$\displaystyle \text{Poker Dice is played by simultaneously rolling 5 dice. Show that P(Two Pair) = .2315}\\\text{I'm having a hard time finding the solution}$

Printable View

- Aug 24th 2013, 06:45 AMdownthesun01Combination problem
$\displaystyle \text{Poker Dice is played by simultaneously rolling 5 dice. Show that P(Two Pair) = .2315}\\\text{I'm having a hard time finding the solution}$

- Aug 24th 2013, 07:31 AMMarkFLRe: Combination problem
We have 6 choices for the first pair, 5 choices for the second pair, and 4 choices for the odd die. Multiply this by the number of ways to choose 2 from 6, and divide by the $\displaystyle 6^5$ different outcomes, hence:

$\displaystyle P(\text{two pair})={6 \choose 2}\frac{6\cdot5\cdot4}{6^5}=\frac{25}{108}$ - Aug 24th 2013, 08:08 AMdownthesun01Re: Combination problem
Please explain the 6 choose 2

Also,

The solution I was given is

$\displaystyle \frac{4 {6 \choose2} {5 \choose2} {3 \choose2}}{6^5}$

It gives the same value as your solution, but I was hoping that you could offer some reasoning behind it? - Aug 24th 2013, 08:44 AMMarkFLRe: Combination problem
The 6 choose 2 represents the number of ways to choose the two pairs from the 6 different values of a die.
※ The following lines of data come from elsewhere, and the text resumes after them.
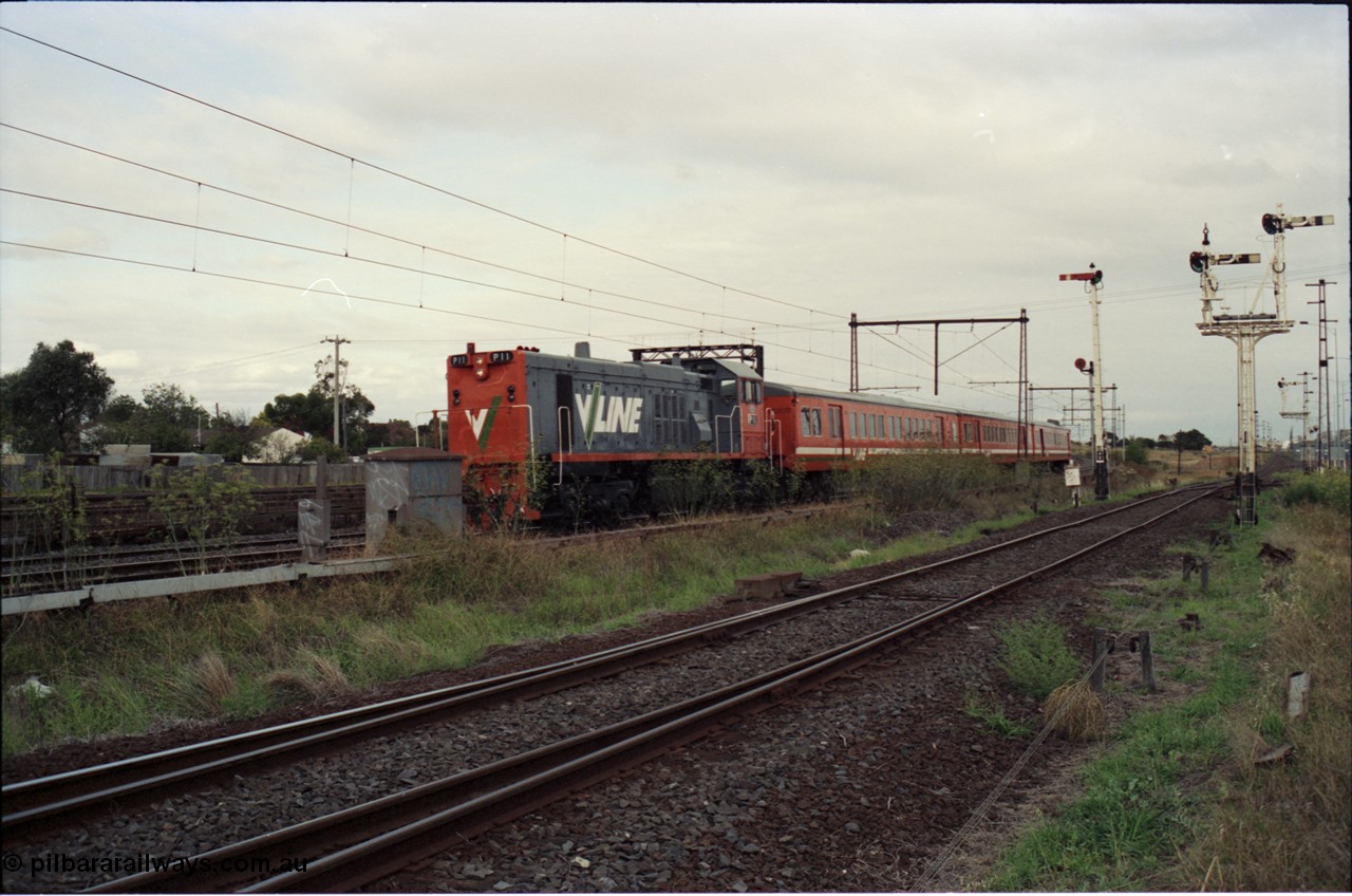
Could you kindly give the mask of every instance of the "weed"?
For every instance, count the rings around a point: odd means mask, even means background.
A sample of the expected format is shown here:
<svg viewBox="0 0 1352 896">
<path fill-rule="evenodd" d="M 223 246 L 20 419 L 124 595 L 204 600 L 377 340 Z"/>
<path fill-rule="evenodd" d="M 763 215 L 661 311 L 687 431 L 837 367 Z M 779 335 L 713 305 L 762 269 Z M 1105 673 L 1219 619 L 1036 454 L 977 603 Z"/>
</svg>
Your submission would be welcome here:
<svg viewBox="0 0 1352 896">
<path fill-rule="evenodd" d="M 1033 734 L 1033 728 L 1022 721 L 1014 721 L 1005 715 L 1005 708 L 986 702 L 976 693 L 968 693 L 963 701 L 963 712 L 976 719 L 1002 738 L 1018 740 Z"/>
<path fill-rule="evenodd" d="M 999 632 L 996 666 L 1021 692 L 1037 700 L 1080 677 L 1080 660 L 1065 643 L 1065 629 L 1037 616 Z"/>
<path fill-rule="evenodd" d="M 1071 681 L 1051 693 L 1042 717 L 1052 731 L 1069 740 L 1098 740 L 1103 736 L 1103 701 L 1087 681 Z"/>
</svg>

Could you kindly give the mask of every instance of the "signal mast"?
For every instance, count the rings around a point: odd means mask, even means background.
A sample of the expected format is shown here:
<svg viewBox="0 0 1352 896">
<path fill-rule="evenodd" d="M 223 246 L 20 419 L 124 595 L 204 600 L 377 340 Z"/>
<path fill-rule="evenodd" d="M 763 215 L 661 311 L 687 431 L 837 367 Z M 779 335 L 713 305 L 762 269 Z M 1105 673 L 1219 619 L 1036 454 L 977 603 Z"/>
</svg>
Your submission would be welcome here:
<svg viewBox="0 0 1352 896">
<path fill-rule="evenodd" d="M 1090 269 L 1082 273 L 1063 273 L 1061 280 L 1079 280 L 1090 294 L 1090 310 L 1094 313 L 1094 360 L 1086 363 L 1075 359 L 1075 367 L 1090 378 L 1090 397 L 1094 405 L 1094 499 L 1107 499 L 1107 445 L 1103 433 L 1103 359 L 1099 351 L 1098 306 L 1103 294 L 1103 271 Z"/>
<path fill-rule="evenodd" d="M 1333 215 L 1288 217 L 1278 204 L 1276 214 L 1263 215 L 1263 230 L 1272 237 L 1272 260 L 1268 273 L 1272 277 L 1274 313 L 1257 311 L 1263 295 L 1260 287 L 1244 314 L 1215 314 L 1217 279 L 1211 268 L 1226 264 L 1257 264 L 1261 256 L 1256 252 L 1238 254 L 1214 254 L 1206 225 L 1202 225 L 1202 252 L 1188 256 L 1192 271 L 1202 280 L 1202 322 L 1197 329 L 1202 336 L 1224 336 L 1234 342 L 1238 352 L 1238 436 L 1240 470 L 1236 476 L 1238 508 L 1236 521 L 1240 525 L 1257 522 L 1257 449 L 1256 414 L 1257 399 L 1255 388 L 1253 355 L 1259 340 L 1275 333 L 1290 333 L 1295 322 L 1286 315 L 1286 231 L 1293 227 L 1314 227 L 1333 223 Z"/>
</svg>

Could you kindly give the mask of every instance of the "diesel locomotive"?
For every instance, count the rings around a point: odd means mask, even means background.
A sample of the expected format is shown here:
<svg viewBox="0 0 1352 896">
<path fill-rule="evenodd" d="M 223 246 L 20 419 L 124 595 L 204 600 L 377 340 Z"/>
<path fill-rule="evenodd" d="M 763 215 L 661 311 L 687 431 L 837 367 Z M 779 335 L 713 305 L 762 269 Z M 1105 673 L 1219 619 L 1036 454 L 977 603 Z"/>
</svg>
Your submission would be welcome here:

- Aug 24th 2013, 08:53 AMPlatoRe: Combination problem
Do you understand that there is no one correct way of doing this?

I would have done as $\displaystyle \frac{\dbinom{6}{2}(4)\dfrac{5!}{(2!)^2}}{6^5}$

Now I can explain reasoning. The six choose 2 is the number of ways to have two pair.

The four is the number of ways to have the odd number out.

The numbers of ways to arrange $\displaystyle AABBC$ is $\displaystyle \dfrac{5!}{(2!)^2}$.